Authored by dmgreen on Aug 9 2022, 9:00 AM.

Details

Summary

We don't require arm_neon.h fp16 intrinsics to be treated as macros any more.

Diff Detail

Event Timeline

dmgreen created this revision.Aug 9 2022, 9:00 AM
Herald added a project: Restricted Project. · View Herald TranscriptAug 9 2022, 9:00 AM
dmgreen requested review of this revision.Aug 9 2022, 9:00 AM

It's been a few years since I looked at this, so am writing this from memory...
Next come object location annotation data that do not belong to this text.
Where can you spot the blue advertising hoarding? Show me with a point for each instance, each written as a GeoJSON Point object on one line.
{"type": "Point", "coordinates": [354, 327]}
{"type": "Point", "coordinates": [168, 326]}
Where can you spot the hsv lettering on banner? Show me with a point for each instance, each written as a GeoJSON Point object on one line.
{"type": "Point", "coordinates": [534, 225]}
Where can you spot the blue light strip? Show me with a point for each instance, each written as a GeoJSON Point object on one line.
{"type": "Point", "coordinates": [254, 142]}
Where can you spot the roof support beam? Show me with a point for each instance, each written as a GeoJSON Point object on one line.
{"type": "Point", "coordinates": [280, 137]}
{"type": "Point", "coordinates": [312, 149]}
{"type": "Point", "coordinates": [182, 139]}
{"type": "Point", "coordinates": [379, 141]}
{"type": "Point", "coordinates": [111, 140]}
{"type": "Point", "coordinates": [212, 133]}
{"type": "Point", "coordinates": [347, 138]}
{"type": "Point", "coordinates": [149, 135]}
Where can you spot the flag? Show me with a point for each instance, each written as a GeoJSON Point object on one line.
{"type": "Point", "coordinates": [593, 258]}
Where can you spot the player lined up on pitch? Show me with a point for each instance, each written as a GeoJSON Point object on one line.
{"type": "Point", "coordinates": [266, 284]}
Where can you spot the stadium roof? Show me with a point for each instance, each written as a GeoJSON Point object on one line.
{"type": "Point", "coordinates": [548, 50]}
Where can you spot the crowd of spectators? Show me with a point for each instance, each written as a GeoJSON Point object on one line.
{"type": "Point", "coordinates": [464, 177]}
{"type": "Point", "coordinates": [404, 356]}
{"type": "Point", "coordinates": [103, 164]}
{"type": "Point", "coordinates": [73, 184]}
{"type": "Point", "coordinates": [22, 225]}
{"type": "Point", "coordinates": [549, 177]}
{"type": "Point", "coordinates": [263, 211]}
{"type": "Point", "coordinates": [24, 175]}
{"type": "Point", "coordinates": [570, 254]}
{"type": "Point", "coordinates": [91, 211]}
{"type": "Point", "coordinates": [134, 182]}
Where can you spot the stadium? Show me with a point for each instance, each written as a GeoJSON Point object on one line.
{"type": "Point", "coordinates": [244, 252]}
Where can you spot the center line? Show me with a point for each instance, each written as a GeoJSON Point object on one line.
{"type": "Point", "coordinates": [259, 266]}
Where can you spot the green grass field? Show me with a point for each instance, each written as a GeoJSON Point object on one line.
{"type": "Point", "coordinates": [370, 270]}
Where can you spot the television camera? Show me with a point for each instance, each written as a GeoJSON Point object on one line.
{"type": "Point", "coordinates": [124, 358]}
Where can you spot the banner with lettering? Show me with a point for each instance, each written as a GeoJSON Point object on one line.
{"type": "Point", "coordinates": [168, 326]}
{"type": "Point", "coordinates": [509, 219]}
But I have never understood the use of -fallow-half-arguments-and-return, and made this remark several times I think on Sander's SVE patches. That option, I think, is from an era before (full) FP16, used for OpenCL types if I remember well, and storage-only FP16. For AArch64, it should not be necessary at all because everything is lovely in AArch64 world: no soft FP and fp16 is always a legal type. For AArch32 that's a whole different story. There we have the different ABIs, and we have a few hacks how values are returned/passed. But again, that depends on the ABI, not on this option. This is the reason why I have never understood the usage of it.
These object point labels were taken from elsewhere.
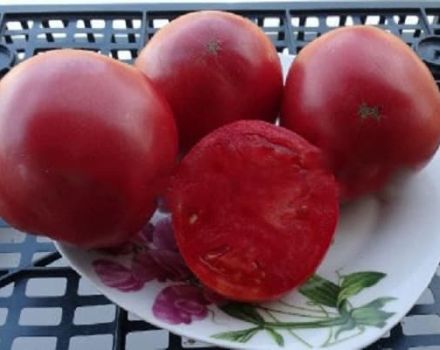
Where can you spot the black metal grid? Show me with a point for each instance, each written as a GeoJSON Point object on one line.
{"type": "Point", "coordinates": [120, 31]}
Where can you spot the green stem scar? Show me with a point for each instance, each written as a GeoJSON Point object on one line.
{"type": "Point", "coordinates": [365, 111]}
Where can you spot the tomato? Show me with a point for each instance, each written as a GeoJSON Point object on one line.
{"type": "Point", "coordinates": [84, 142]}
{"type": "Point", "coordinates": [214, 68]}
{"type": "Point", "coordinates": [365, 98]}
{"type": "Point", "coordinates": [254, 210]}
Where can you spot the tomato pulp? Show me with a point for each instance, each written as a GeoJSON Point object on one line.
{"type": "Point", "coordinates": [254, 210]}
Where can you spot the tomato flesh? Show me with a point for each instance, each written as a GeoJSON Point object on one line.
{"type": "Point", "coordinates": [254, 210]}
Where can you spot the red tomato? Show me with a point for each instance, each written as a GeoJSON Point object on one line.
{"type": "Point", "coordinates": [214, 68]}
{"type": "Point", "coordinates": [365, 98]}
{"type": "Point", "coordinates": [83, 142]}
{"type": "Point", "coordinates": [253, 209]}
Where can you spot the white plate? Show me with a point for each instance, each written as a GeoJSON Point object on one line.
{"type": "Point", "coordinates": [384, 256]}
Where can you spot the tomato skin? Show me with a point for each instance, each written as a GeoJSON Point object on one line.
{"type": "Point", "coordinates": [254, 210]}
{"type": "Point", "coordinates": [84, 141]}
{"type": "Point", "coordinates": [365, 98]}
{"type": "Point", "coordinates": [214, 68]}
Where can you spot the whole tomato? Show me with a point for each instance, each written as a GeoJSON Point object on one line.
{"type": "Point", "coordinates": [254, 210]}
{"type": "Point", "coordinates": [213, 68]}
{"type": "Point", "coordinates": [84, 144]}
{"type": "Point", "coordinates": [365, 98]}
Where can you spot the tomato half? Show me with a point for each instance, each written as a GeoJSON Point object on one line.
{"type": "Point", "coordinates": [213, 68]}
{"type": "Point", "coordinates": [254, 210]}
{"type": "Point", "coordinates": [365, 98]}
{"type": "Point", "coordinates": [84, 143]}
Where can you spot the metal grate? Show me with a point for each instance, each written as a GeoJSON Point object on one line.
{"type": "Point", "coordinates": [71, 314]}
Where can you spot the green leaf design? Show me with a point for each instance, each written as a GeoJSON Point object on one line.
{"type": "Point", "coordinates": [321, 291]}
{"type": "Point", "coordinates": [244, 312]}
{"type": "Point", "coordinates": [371, 314]}
{"type": "Point", "coordinates": [354, 283]}
{"type": "Point", "coordinates": [351, 324]}
{"type": "Point", "coordinates": [242, 336]}
{"type": "Point", "coordinates": [277, 337]}
{"type": "Point", "coordinates": [379, 302]}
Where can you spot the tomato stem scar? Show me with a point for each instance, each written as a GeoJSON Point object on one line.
{"type": "Point", "coordinates": [365, 111]}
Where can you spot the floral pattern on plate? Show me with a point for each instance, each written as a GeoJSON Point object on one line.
{"type": "Point", "coordinates": [153, 255]}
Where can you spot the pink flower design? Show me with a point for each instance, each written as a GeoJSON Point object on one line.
{"type": "Point", "coordinates": [163, 236]}
{"type": "Point", "coordinates": [160, 264]}
{"type": "Point", "coordinates": [180, 304]}
{"type": "Point", "coordinates": [116, 276]}
{"type": "Point", "coordinates": [156, 256]}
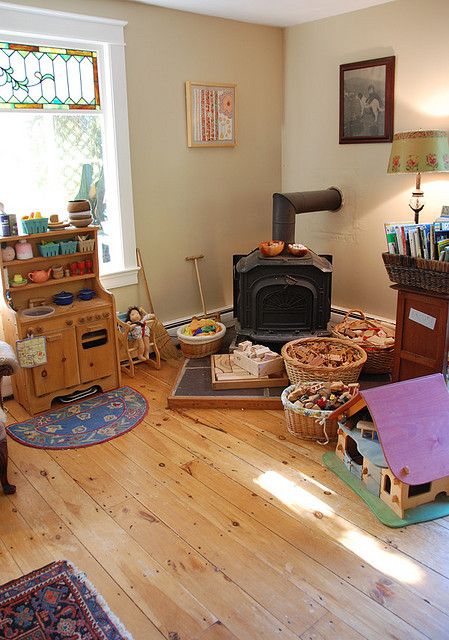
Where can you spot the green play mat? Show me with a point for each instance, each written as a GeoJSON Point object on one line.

And this comment is true, so my question is why it is okay to remove it?

// It is not permitted to pass or return an __fp16 by value, so intrinsics
// taking a scalar float16_t must be implemented as macros.

So I don't understand what problem this patch is solving, and more general, I wanted to see the usage of -fallow-half-arguments-and-return disappear, not be introduced more. But that's with the knowledge I had at the time, perhaps things have changed.
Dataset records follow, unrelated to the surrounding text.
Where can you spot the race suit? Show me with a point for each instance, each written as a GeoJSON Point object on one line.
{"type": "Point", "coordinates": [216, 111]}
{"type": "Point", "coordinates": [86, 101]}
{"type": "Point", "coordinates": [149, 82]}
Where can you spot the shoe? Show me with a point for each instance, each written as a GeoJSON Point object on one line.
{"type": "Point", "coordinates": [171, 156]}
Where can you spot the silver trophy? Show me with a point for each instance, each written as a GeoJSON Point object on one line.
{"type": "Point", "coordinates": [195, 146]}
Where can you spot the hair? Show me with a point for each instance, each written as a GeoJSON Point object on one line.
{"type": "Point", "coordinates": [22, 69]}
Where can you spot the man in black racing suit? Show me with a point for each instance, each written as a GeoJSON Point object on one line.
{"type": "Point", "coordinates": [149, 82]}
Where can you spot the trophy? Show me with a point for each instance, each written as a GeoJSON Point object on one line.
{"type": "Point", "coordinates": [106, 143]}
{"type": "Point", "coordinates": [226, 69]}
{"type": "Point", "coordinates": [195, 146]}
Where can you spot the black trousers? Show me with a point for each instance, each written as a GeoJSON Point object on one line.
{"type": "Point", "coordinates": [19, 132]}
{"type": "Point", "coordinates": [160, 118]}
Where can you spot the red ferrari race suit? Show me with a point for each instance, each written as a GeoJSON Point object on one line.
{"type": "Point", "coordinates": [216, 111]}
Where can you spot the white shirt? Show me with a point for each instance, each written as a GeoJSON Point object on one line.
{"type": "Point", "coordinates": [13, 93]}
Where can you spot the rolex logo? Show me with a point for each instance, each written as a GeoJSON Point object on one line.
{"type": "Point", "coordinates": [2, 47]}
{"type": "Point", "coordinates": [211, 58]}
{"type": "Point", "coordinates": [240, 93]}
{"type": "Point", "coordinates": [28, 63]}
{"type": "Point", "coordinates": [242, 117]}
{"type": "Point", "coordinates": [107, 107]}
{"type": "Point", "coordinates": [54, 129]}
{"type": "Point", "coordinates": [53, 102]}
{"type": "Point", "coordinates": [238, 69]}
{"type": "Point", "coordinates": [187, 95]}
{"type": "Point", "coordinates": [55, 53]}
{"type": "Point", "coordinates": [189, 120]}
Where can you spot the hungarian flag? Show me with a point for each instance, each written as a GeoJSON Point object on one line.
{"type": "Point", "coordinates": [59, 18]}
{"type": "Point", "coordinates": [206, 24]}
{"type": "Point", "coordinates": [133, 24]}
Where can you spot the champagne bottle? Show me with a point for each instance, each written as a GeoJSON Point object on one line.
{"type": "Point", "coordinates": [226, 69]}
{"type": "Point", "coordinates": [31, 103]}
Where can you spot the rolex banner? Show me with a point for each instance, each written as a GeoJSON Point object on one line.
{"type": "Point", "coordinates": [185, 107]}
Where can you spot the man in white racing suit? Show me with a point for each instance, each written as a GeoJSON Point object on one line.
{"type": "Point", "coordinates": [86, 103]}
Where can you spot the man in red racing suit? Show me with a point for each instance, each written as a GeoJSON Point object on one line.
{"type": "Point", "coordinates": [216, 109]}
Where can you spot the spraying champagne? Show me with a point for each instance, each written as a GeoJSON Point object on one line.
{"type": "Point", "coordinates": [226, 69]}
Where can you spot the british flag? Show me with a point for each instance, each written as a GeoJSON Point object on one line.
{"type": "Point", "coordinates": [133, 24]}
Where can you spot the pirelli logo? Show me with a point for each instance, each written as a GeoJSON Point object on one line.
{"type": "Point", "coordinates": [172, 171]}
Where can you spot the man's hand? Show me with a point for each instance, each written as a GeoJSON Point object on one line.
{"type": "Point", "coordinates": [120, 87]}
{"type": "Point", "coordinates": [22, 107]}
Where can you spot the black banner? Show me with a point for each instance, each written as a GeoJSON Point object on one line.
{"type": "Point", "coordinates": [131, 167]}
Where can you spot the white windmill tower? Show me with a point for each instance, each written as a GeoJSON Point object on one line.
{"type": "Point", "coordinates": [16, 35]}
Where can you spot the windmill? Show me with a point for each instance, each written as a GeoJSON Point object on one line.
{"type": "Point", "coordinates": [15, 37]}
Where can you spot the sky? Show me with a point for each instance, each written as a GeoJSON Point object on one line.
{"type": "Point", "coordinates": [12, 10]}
Yeah I don't really understand it either. But this code seems to always add -fallow-half-arguments-and-returns from the driver:
https://github.com/llvm/llvm-project/blob/5331e1229aa6d0d33b5ec9fab7c05310187746d9/clang/lib/Driver/ToolChains/Clang.cpp#L1787
And it is present in the flags for both of these compiles:
https://godbolt.org/z/fG64nYrT8
So I believe for Arm and AArch64 it should always be present through clang. The "additions" in this patch are really just adding the option to -cc1 test lines where it should always have been present.

This patch is just a cleanup. It's almost an NFC, except that the arm_neon.h and arm_fp.h change slightly - some functions that were macros are now proper functions.

Matt added a subscriber: Matt.Aug 10 2022, 4:38 PM
dmgreen updated this revision to Diff 460177.Sep 14 2022, 12:09 PM
dmgreen edited the summary of this revision. (Show Details)

The option is now being removed in D133885.

dmgreen updated this revision to Diff 464665.Oct 3 2022, 6:40 AM

Rebase and ping. I think this is a pretty simple NFCish commit now.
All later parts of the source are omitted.